Step 9: Write Down the General Solution
\( y(x) = C_1 x^{m_1} + C_2 x^{m_2} \)
Comment: You might wonder why the general solution takes this form. It’s not arbitrary! The form is derived from our initial trial function \( y(x) = x^m \), which was chosen based on the form of Euler’s equation. Upon substituting this trial solution and its derivatives into the differential equation, we obtained a polynomial equation in terms of \( m \), called the characteristic equation. Solving this characteristic equation gives us roots \( m_1 \) and \( m_2 \). Thanks to the linearity of Euler’s equation, we know that if \( y_1 \) and \( y_2 \) are individual solutions, then a linear combination \( C_1 y_1 + C_2 y_2 \) will also be a solution. That’s why the general solution is \( y(x) = C_1 x^{m_1} + C_2 x^{m_2} \).
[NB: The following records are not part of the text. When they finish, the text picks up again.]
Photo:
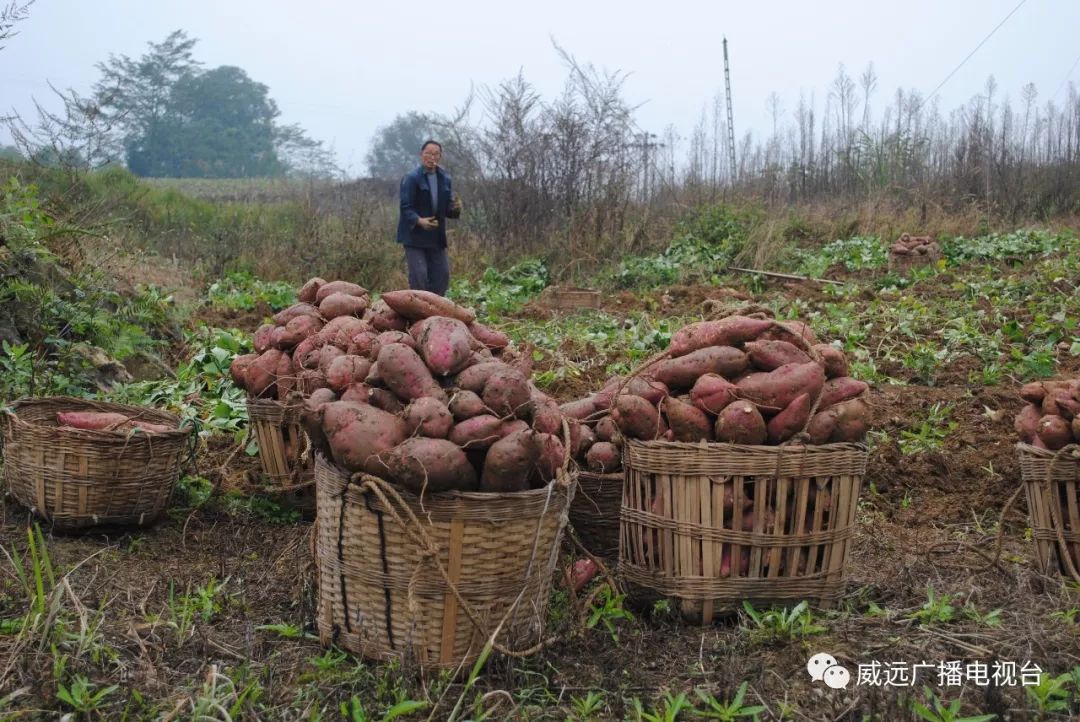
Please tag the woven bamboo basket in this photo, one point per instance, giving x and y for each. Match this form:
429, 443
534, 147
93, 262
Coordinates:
282, 441
594, 513
1051, 479
430, 581
678, 522
78, 478
563, 298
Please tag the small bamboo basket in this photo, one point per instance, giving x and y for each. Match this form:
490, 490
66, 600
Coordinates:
1051, 479
78, 478
432, 580
594, 513
686, 532
282, 441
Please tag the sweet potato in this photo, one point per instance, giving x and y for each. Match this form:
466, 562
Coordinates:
358, 392
507, 393
779, 387
489, 337
261, 340
770, 355
682, 372
342, 304
444, 344
852, 421
712, 393
1054, 432
238, 369
416, 304
686, 421
383, 318
404, 372
741, 423
310, 289
477, 432
509, 463
833, 359
728, 331
428, 417
346, 370
638, 419
339, 287
1026, 422
838, 390
358, 433
791, 421
295, 311
383, 398
429, 465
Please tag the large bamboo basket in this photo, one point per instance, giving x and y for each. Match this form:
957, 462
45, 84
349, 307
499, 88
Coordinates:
676, 523
78, 478
282, 441
1051, 479
430, 581
594, 513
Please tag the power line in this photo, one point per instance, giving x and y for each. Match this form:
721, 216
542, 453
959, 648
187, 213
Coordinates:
934, 92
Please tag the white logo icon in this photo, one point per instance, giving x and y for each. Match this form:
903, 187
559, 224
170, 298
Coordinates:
823, 667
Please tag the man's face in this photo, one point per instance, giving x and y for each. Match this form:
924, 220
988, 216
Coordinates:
431, 155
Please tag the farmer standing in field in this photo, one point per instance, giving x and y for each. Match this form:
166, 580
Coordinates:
427, 202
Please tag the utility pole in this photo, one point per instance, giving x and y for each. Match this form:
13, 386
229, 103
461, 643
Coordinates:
731, 122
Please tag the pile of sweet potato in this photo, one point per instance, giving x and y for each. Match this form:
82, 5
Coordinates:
742, 380
915, 245
1051, 419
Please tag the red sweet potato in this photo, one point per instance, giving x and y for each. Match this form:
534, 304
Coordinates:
686, 421
770, 355
1027, 422
429, 465
712, 393
682, 372
509, 463
779, 387
310, 289
791, 421
638, 419
507, 393
833, 359
346, 370
295, 311
741, 423
416, 304
404, 372
604, 458
489, 337
358, 433
339, 287
342, 304
444, 344
428, 417
728, 331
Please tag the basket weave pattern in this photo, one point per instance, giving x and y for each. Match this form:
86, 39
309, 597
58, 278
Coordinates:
594, 513
77, 478
683, 515
281, 438
1051, 479
382, 597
Step 1: Start with the Differential Equation
x²y” – 4xy’ + 6y = 0
Step 2: Assume a Trial Solution
Assume y(x) = xᵐ as a trial solution.
Step 3: Find the Derivatives
y'(x) = m xᵐ⁻¹ and y”(x) = m(m-1) xᵐ⁻²
Step 4: Substitute into the Equation
Substitute into our equation to get x²m(m-1)xᵐ⁻² – 4mxᵐ⁻¹ + 6xᵐ = 0.
Step 5: Simplify
Simplify to get m(m-1)xᵐ – 4mxᵐ + 6xᵐ = 0.
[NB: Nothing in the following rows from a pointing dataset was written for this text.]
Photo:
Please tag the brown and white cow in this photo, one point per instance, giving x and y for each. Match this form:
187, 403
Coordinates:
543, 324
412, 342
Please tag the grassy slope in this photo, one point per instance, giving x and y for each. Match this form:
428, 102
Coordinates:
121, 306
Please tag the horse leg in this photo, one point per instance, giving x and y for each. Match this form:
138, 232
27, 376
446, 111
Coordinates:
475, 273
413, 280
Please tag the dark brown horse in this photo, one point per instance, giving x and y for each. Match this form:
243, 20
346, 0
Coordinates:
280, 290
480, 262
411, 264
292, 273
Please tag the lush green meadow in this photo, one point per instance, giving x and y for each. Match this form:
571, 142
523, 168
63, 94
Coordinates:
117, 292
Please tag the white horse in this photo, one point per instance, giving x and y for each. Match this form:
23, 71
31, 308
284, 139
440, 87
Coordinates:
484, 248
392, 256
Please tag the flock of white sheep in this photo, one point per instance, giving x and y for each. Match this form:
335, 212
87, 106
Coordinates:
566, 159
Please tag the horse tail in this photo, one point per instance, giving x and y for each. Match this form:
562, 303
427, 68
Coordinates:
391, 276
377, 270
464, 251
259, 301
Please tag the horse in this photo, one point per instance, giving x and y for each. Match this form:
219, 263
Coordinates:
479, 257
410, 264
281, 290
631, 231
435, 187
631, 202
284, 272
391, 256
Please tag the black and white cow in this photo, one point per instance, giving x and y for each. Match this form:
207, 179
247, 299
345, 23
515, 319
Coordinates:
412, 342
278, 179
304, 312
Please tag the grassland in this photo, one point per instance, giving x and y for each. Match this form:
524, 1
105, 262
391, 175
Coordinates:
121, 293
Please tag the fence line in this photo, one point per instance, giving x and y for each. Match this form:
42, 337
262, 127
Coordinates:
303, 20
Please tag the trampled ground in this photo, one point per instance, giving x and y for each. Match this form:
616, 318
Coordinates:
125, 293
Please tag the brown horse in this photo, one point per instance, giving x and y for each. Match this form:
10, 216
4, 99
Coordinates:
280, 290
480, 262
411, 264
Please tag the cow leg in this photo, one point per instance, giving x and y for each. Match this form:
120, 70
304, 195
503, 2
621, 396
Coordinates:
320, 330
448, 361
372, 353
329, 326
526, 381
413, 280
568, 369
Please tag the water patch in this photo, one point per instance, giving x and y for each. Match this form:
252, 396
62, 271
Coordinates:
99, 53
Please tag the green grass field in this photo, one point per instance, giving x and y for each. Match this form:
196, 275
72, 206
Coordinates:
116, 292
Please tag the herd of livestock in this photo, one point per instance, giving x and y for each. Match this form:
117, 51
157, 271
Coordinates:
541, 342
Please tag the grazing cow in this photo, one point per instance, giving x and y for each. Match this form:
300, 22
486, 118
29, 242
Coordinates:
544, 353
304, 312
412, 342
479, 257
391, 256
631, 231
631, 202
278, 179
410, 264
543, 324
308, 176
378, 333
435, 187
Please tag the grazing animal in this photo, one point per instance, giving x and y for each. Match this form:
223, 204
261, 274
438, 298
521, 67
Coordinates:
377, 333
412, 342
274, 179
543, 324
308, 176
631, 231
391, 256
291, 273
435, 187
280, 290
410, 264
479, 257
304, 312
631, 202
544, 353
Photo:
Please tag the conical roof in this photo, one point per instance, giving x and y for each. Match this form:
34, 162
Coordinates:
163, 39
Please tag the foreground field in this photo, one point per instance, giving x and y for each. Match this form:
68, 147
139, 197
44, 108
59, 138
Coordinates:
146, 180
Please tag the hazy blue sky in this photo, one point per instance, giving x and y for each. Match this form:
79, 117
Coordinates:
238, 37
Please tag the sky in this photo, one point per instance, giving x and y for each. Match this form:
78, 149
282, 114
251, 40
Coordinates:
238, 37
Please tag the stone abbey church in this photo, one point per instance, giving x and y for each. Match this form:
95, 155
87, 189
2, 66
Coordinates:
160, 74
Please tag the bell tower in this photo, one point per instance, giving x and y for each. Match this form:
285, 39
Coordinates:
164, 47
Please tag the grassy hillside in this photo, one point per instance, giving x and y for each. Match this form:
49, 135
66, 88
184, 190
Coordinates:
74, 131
Step 6: Factor Out Common Terms
Factor out xᵐ to get (m(m-1) – 4m + 6)xᵐ = 0.
Step 7: Solve for Characteristic Equation
We get the characteristic equation m(m-1) – 4m + 6 = 0, simplifying to m² – m – 4m + 6 = 0 and finally m² – 5m + 6 = 0.
Step 8: Find Roots of Characteristic Equation
The roots are m₁ = 3 and m₂ = 2.
Step 9: Write Down the General Solution
y(x) = C₁ x³ + C₂ x²
Comment: The form of our general solution is derived directly from our initial assumptions and the roots of the characteristic equation. This is why y(x) = C₁ x³ + C₂ x² is the most general solution for the given Euler’s equation.
Step 1: Start with the Differential Equation
x²y” – 4xy’ + 4y = 0
Step 2: Assume a Trial Solution
Assume y(x) = xᵐ as a trial solution.
Step 3: Find the Derivatives
y'(x) = m xᵐ⁻¹, y”(x) = m(m-1) xᵐ⁻²
Step 4: Substitute into the Equation
x²m(m-1)xᵐ⁻² – 4mxᵐ⁻¹ + 4xᵐ = 0
Step 5: Simplify
m(m-1)xᵐ – 4mxᵐ + 4xᵐ = 0
Step 6: Factor Out Common Terms
(m(m-1) – 4m + 4)xᵐ = 0
Step 7: Solve for Characteristic Equation
m(m-1) – 4m + 4 = 0 ➞ m² – m – 4m + 4 = 0 ➞ m² – 5m + 4 = 0
Step 8: Find Roots of Characteristic Equation
m = 4 (repeated root)
Step 9: Write Down the General Solution
y(x) = C₁ x⁴ + C₂ x⁴ ln(x)
Comment: ln(x) appears in the solution due to the repeated root.
The Fundamental Choice of y(x) = xᵐ in Differential Equations
The choice of y(x) = xᵐ as the trial solution in solving differential equations is rooted in a combination of mathematical intuition and historical development.
Throughout the history of mathematics, mathematicians have sought methods to solve differential equations. When facing second-order linear homogeneous equations with constant coefficients, the trial solution y(x) = xᵐ was observed to provide a remarkably efficient and effective approach.
While there isn’t a more fundamental principle that dictates the choice of y(x) = xᵐ, the reasoning behind its effectiveness is based on empirical observation and mathematical convenience. Substituting y(x) = xᵐ often simplifies the equation and leads to solutions involving m.
This approach might not be derived from a single profound principle, but it’s a testament to the power of mathematical exploration and the ingenuity of mathematicians across different eras.
Historical Context:
The trial solution y(x) = xᵐ has been used since the early days of calculus and differential equations. It gained prominence as mathematicians sought systematic ways to solve differential equations with constant coefficients. This approach found its place alongside other techniques and tools in the mathematician’s toolkit, offering a reliable method for tackling a wide array of problems.